Tuesday, July 27, 2010

Creating Dirty Stab & Hit Sounds With Tape Delay


When most of us sit down to create new sounds, we mainly think about programming a synth from scratch to match the sound we're imagining in our heads. One thing I've really enjoyed in recent years, however, is concentrating more on using effects to create new sounds. In fact, I wrote a post about this very subject a couple of years ago. Using effects as a manner of sound design is something that doesn't seem as common as it was back in the day when synths were more in need of effects to hold their own and that's a shame, because it really is a fertile source for drastically different sounds.

Today, I'll walk you through a technique that uses a tape delay effect (I'm using Logic's built-in Tape Delay, but any decently featured tape/dub delay should be applicable here) to create a grimey hit/stab sound.

1. Load up an instance of your favorite soft synth or sampler and find a sound that has the same general timbre as the hit you're looking to create. Sampled chords work great, or if you're working with a multi-oscillator synth, tuning the oscillators to an interval like a fourth, a perfect fifth, or a seventh is a good start. On the same channel as your synth/sampler, apply an instance of your favorite tape/dub delay effect.

2. Program a note or chord in your sequencer to trigger the synth/sampler.

3. Now comes the fun part. What you want to do here is to program the tape delay effect to feed back upon itself. Many tape delays, such as the one built in to Logic have a dedicated FEEDBACK parameter, so this is what you're looking for. With most tape delay effects, this basically controls the number of repeats created by the delay. Once you get past a certain threshold, however (depends on the effect, but it's usually somewhere around 52% or greater), the sound will feed back into itself and each generation of repeat will get progressively more distorted and farther away from the original sound. More extreme values will result in more extreme results. So go ahead and crank your FEEDBACK level to around 60%.

4. We're looking to let each repeat be easily isolated for sampling purposes, so go ahead and set your delay's note value to either a half or whole note, depending on what your delay plug-in of choice offers. Assuming your tape delay syncs to your DAW's master tempo, it can also be helpful to lower your BPM to provide still more space in between repeats to make the sounds still easier to isolate.

5. If your tape delay effect has a "flutter" type parameter to simulate the imperfections of actual audio tape, mess around with these, as they will further bastardize the source sound with each repeat. Mess around with the LOW CUT/HI CUT parameters too, assuming your tape delay of choice has it (it does, or your tape delay of choice sucks). This will make the sound get progressively darker or brighter with each echo and can further manipulate your source sound.

6. Next, go ahead and bounce out your track and make sure to give yourself enough space at the end for the sound to echo through several iterations... preferably 30 seconds to a minute or so.

7. Open up your audio editor of choice, load up the file you just bounced, and search for the echo that sounds the coolest to you.

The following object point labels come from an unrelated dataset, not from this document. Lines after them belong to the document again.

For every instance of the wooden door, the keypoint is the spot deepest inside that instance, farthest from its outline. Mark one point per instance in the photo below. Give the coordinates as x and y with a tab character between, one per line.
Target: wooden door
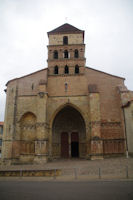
64	145
74	144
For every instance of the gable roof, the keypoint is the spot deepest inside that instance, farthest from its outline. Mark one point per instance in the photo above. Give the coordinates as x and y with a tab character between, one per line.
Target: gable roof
104	72
26	75
65	28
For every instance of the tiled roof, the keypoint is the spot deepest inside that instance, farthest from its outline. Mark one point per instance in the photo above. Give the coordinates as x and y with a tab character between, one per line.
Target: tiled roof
65	28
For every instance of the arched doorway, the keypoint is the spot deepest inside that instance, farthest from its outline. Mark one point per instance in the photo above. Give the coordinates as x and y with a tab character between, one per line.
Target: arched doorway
68	134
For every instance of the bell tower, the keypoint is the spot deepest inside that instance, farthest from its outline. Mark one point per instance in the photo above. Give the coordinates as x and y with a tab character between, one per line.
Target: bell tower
66	51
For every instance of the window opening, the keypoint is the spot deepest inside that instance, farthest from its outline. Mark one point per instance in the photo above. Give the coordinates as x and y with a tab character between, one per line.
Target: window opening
65	40
55	54
56	69
66	70
76	69
65	54
76	53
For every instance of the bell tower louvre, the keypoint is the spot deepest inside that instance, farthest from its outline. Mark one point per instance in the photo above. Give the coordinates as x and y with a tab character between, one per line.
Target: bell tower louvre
66	51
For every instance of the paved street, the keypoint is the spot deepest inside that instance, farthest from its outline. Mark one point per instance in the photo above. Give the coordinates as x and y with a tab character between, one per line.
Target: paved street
54	190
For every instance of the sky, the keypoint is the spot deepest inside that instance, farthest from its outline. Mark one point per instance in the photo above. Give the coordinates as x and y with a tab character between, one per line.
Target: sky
24	24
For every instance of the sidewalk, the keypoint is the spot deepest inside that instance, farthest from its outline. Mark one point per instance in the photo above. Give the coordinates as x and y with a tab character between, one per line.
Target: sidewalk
77	169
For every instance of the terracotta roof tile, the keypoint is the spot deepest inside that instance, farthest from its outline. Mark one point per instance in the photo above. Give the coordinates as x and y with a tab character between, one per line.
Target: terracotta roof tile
65	28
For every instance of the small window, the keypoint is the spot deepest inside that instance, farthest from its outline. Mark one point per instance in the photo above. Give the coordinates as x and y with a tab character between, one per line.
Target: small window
65	40
66	70
65	54
55	54
76	53
56	69
76	69
32	86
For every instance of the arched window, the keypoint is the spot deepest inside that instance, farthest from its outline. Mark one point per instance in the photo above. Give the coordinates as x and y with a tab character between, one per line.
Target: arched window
66	70
65	54
55	54
76	69
65	40
76	53
56	69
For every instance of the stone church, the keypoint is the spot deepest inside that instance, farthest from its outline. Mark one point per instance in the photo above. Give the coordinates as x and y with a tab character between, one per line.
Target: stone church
66	110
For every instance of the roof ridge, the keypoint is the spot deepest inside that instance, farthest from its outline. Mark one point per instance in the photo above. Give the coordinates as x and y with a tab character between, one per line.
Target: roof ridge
65	28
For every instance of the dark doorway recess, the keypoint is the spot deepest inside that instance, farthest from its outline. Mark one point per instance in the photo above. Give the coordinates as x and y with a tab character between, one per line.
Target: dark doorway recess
74	145
64	145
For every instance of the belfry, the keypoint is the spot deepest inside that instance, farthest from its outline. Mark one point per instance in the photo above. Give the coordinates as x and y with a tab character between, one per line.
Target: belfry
66	110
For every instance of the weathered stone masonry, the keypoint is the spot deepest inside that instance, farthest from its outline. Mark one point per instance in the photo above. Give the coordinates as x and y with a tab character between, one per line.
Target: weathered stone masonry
66	110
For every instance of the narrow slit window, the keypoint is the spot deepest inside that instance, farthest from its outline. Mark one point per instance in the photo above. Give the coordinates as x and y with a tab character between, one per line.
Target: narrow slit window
66	69
55	54
76	53
76	69
65	54
65	40
56	69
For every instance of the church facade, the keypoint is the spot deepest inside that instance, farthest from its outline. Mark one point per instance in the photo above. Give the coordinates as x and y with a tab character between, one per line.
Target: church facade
66	110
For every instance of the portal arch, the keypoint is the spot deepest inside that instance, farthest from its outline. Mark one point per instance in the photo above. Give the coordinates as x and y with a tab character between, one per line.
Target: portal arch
69	122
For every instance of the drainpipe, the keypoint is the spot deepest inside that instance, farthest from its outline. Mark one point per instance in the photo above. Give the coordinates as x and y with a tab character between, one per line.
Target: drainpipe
125	131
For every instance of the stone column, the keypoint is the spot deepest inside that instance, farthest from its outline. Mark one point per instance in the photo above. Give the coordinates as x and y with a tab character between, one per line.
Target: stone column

Isolate it, edit it down, and load it into your sampler of choice.

I would urge you not to think of this as your final sound, however. Manipulate the sound further using your sampler's filters, envelopes, LFOs and more and pile on yet more effects from your plug-in folder to take the source sound still further from its original incarnation. Bounce that out, re-import it to your sampler and repeat as necessary until you have something totally new and interesting...

1 comment:

Anonymous said...

Very cool tip. I'm going to it with pitch shifting and putting the feedback on a separate bus so that each degradation is a different pitch, giving me a multi-sampled patch with different sound for each note.